Adrenomedullin as a novel antiproliferative factor of vascular smooth muscle cells

Abstract

Objective: The present study was designed to examine whether adrenomedullin affects fetal calf serum (FCS)-stimulated proliferation in cultured rat vascular smooth muscle cells (VSMCs).

Methods: Rat VSMCs were grown from explants of Sprague-Dawley rat aorta and were grown using the standard cell culture method. After incubation for 24 h with various concentrations of adrenomedullin in the presence of 5% FCS, trichloroacetic acid-insoluble tritiated thymidine was measured in a liquid scintillation counter. After incubation for 48 h, cell counts were performed. Cyclic adenosine 3',5'-monophosphate (AMP) levels were determined by radioimmunoassay.

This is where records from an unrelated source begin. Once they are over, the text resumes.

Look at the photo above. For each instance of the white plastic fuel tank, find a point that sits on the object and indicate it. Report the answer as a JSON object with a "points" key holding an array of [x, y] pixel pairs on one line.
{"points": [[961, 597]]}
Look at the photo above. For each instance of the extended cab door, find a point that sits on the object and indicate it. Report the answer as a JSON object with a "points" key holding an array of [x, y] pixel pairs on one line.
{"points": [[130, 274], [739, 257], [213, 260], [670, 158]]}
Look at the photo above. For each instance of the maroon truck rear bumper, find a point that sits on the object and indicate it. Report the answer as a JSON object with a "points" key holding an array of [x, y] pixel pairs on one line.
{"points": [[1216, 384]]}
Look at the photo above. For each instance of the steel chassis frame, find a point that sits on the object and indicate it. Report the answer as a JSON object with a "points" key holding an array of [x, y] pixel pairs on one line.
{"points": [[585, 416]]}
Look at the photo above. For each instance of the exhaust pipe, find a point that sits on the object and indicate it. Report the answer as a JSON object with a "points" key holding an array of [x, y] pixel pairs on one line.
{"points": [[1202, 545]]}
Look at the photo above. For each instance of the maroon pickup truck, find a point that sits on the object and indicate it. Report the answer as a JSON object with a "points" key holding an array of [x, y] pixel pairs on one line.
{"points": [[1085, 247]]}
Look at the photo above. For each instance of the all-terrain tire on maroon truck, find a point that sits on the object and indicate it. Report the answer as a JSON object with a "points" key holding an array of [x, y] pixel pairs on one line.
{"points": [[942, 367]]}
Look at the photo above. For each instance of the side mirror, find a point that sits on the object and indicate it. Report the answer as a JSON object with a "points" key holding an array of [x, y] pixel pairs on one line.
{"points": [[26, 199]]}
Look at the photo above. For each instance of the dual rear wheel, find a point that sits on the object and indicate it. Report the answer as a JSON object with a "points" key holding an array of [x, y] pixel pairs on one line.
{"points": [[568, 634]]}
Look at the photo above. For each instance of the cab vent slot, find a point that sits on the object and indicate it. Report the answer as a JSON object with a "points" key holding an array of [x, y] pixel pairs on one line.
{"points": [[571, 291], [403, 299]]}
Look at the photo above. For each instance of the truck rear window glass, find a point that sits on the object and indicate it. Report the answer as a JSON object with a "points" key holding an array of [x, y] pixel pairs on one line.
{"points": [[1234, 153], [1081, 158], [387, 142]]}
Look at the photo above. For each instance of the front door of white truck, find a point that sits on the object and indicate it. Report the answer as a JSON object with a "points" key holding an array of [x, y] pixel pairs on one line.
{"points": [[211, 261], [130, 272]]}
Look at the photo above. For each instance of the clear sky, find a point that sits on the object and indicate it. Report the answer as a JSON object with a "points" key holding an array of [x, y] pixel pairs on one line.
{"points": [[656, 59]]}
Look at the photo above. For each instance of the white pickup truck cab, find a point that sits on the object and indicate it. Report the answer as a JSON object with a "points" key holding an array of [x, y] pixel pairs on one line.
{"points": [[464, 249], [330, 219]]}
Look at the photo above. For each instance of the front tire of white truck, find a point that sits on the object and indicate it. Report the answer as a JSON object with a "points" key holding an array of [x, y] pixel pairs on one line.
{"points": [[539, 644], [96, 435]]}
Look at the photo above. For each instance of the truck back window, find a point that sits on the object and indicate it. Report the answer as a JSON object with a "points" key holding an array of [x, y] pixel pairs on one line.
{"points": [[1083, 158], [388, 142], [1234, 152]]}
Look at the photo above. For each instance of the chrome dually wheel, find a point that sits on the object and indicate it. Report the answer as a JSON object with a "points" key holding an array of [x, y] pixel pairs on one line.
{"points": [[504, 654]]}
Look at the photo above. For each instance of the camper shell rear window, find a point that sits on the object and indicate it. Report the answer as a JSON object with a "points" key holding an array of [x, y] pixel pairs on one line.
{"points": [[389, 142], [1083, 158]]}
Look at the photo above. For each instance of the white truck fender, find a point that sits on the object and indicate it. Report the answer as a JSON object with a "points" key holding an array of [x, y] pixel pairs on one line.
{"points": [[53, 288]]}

Results: Rat adrenomedullin exhibited concentration-dependent inhibition of the FCS-stimulated increase in thymidine incorporation between 10(-7) and 10(-9) mol/l and of cell number at 10(-7) mol/l. However, the calcitonin generelated peptide (CGRP) receptor antagonist human CGRP(8-37) abolished these antiproliferative effects of rat adrenomedullin. Inhibition by adrenomedullin of FCS-stimulated cellular proliferation was paralleled by an increase in the cellular level of cyclic AMP. 8-Bromocyclic AMP, a cyclic AMP analogue, and forskolin, an activator of adenylate cyclase, inhibited the FCS-stimulated increase in thymidine incorporation and cell number.

Conclusions: These results suggest that adrenomedullin inhibits FCS-stimulated proliferation in cultured rat VSMCs, probably through a cyclic AMP-dependent process. Taken together with the finding that adrenomedullin is synthesized in and secreted from vascular endothelial cells, adrenomedullin may play a role as an antiproliferative factor for VSMCs in a paracrine fashion.